3. Jimmy Carter Tells A Great Big Whopper
This past September, former president and, sigh, my fellow Georgian Jimmy Carter appeared on 60 Minutes to hawk his new book, White House Diaries, which I’m sure is a real page turner. The book itself is a 592-page in-depth look into the mind of — well — Jimmy Carter. That in and of itself should tell you a thing or two.
In the interview, Carter is fairly candid about some of the issues that he dealt with as president. One of those issues was Ted Kennedy. The former president claims that, had it not been for Kennedy, we would have had universal health care during the Carter administration:
“The fact is that we would have had comprehensive health care NOW, had it not been for Ted Kennedy’s deliberately blocking the legislation that I proposed in 1978 or ’79,” Carter said.
Asked if he blames Kennedy for the failure, Carter said, “Exactly.”
“Health care. His issue,” Stahl remarked.
“Exactly. It was his fault,” Carter said. “Ted Kennedy killed the bill.”
So, darn it, blame Ted Kennedy for our not having government health care for decades. Curses!
And on and on the interview goes. After he spends a little too much time talking about Ted Kennedy, Carter proves that his favorite topic of discussion is himself. He tries to paint himself as a maverick, standing in the gap for the right thing, rather than as the weak Leftist he really was. He even claims sole credit for freeing the hostages!

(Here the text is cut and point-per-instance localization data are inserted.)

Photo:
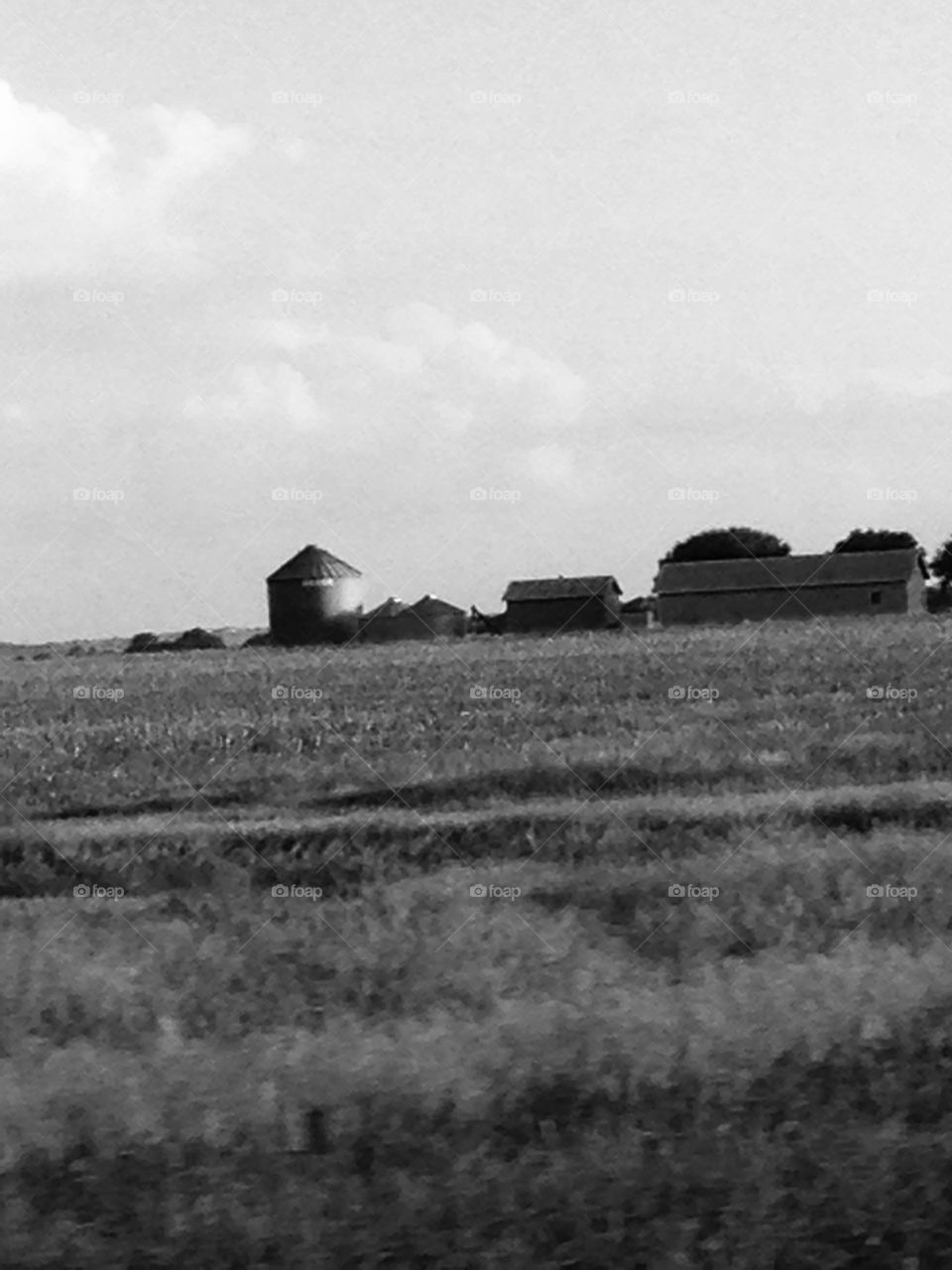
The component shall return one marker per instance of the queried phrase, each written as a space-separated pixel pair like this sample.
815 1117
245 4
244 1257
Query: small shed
381 624
313 598
562 603
426 619
639 612
841 583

At one point in the interview he tries to make a point about Reagan that actually winds up backfiring on him, whether he realizes it or not:
“Well, and you built solar panels on the roof of the White House,” Stahl remarked.
“That’s right, which were ostentatiously removed as soon as Ronald Reagan became president,” Carter replied, laughing. “He wanted to show that America was a great nation. So great that we didn’t have to limit the enjoyment of life.”
“And the public seemed to like that better than they liked your message, which was ‘We have to be limiting,” Stahl said.
So basically, Carter says that Reagan undid Carter’s policies because he thought America was great. What does that say about Carter?
And then, at the end of the interview, he tells the biggest whopper of them all, one that is actually quite revealing about himself:
“With everything that President Obama’s going through, almost the worst insult that people say is that ‘My God, he could be worse than Jimmy Carter,'” Stahl said.
“I can’t control what people say about comparing me with Obama. But I hope that Obama will have as successful a term as I had in dealing with our nation’s domestic and international affairs. And if he does, I’ll be very proud of him, as I happen to be proud of myself, having had a successful administration when I was in office,” Carter replied. [emphasis mine]
Proud of himself. Yeah, that actually sums Jimmy Carter up better than any other description could.